Quindi tornai indietro, e dovetti ricorrere alla tradizione.
Abbiamo la credenza che il mattino porti buone notizie.
Quindi dovevo trovare qualcosa da fare la mattina
perché la mattina ci sono le buone notizie.
Nel villaggio inoltre, c'è un capo, un uomo, un anziano
se lui dice "sì" tutti lo seguono.
Quindi andai da lui, di mattina molto presto,
al sorgere del sole,
la prima cosa che vede aprendo la porta sono io.
"Bambina mia, cosa fai qui?"
"Bé, papà, mi serve una mano,
puoi aiutarmi ad andare in America?"
Gli ho promesso che sarei stata la migliore,
che dopo essere ritornata,
qualsiasi cosa volessero, l'avrei fatta per loro.
Lui disse: "Bé, non posso farlo da solo."
Mi diede una lista di 15 uomini da cui andai, 16 altri uomini.
Ogni mattina andavo a trovarli.
Si unirono tutti: il villaggio, le donne, gli uomini.
Tutti si unirono per aiutarmi a venire qui,
a ricevere un'istruzione.
Sono arrivata in America, potete immaginare,
cosa ho trovato?
(Risate) Ho trovato la neve,
ho trovato i supermercati,
gli aspirapolvere e le caffetterie piene di cibo.
Ero nella terra dell'abbondanza.
Me la sono goduta,
ma nel tempo in cui sono stata qui
ho scoperto un sacco di cose
ho imparato che la cerimonia
a cui avevo partecipato a 13 anni
si chiamava mutilazione genitale femminile.
Ho imparato che era contro la legge in Kenya,
ho imparato che non dovevo vendere parti del corpo
per avere un'istruzione, avevo dei diritti!
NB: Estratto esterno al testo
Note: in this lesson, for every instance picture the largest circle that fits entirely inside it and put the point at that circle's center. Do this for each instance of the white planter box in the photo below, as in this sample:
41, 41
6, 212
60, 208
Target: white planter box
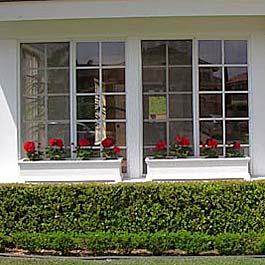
197, 169
71, 171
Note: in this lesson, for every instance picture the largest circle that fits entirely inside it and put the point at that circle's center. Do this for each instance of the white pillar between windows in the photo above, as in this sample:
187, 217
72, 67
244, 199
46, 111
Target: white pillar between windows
134, 107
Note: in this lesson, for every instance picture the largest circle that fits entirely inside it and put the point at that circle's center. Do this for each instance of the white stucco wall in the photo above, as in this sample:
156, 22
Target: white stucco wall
132, 30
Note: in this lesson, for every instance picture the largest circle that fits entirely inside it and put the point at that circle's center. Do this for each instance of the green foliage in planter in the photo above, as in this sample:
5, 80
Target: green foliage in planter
210, 208
159, 243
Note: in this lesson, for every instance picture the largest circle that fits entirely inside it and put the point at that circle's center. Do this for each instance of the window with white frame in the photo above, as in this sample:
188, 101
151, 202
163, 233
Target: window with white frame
214, 107
93, 107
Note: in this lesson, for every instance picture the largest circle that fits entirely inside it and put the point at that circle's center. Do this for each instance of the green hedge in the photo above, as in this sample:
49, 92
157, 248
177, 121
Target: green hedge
210, 208
98, 243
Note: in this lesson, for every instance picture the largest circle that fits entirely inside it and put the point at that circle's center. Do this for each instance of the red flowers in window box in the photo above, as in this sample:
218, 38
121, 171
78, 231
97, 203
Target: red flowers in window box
181, 147
234, 150
109, 151
32, 152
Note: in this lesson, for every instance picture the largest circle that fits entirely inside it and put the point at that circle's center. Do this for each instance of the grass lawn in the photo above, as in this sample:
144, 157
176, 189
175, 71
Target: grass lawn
145, 261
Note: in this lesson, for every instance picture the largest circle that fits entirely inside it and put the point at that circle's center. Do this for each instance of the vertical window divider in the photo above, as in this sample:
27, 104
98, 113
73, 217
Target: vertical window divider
223, 98
100, 96
195, 98
167, 98
72, 73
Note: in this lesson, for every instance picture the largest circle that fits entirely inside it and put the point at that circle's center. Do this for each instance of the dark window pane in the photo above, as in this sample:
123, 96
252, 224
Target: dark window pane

E mentre parliamo, tre milioni di ragazze in Africa
sono a rischio di subire questa mutilazione.
Ho imparato che mia madre aveva il diritto alla proprietà,
Ho imparato che non doveva essere abusata
solo perché era donna.
Tutto questo mi faceva arrabbiare.
Volevo fare qualcosa.
Tutte le volte che tornavo, trovavo le mie vicine
che si sposavano, che venivano mutilate.
E dopo essermi laureata qui, ho lavorato all'ONU,
e sono tornata a scuola
per laurearmi,
il grido costante di quelle ragazze era davanti a me.
Dovevo fare qualcosa.
Quando sono tornata, ho cominciato a parlare
con gli uomini, col villaggio, con le madri, dicendo:
"Voglio restituirvi il favore,
mantenere la mia promessa di tornare ed aiutarvi.
Cosa vi serve?"
Parlando alle donne, mi dicevano:
"Sai cosa ci serve? Ci serve una scuola per ragazze,
perché non ce ne sono qui."
E il motivo per cui volevano una scuola per ragazze
è perché quando una ragazza viene violentata
mentre va a scuola
la colpa ricade sulla madre.
Se resta incinta prima del matrimonio,
la colpa ricade sulla madre che viene punita, picchiata.
Mi dicevano: "Volevamo un posto sicuro
per le nostre ragazze."
Mentre migravamo, andai a parlare con i padri,
e i padri chiaramente, potete immaginare cosa dicevano:
"Vogliamo una scuola per ragazzi."
E io ho detto... Bé, ci sono un paio,
di uomini del mio villaggio che erano partiti
ed avevano avuto un'istruzione
quindi perché loro non costruiscono una scuola per ragazzi e io una per le ragazze?
Era ragionevole e acconsentirono.
Io dissi che volevo che mi mostrassero
un segno del loro impegno
e lo hanno fatto.
Ci hanno donato la terra
per costruire la scuola per ragazze che abbiamo.
Vi voglio presentare una delle ragazze della scuola.
Angelene aveva fatto domanda per la scuola
e non rispondeva a nessuno dei nostri criteri.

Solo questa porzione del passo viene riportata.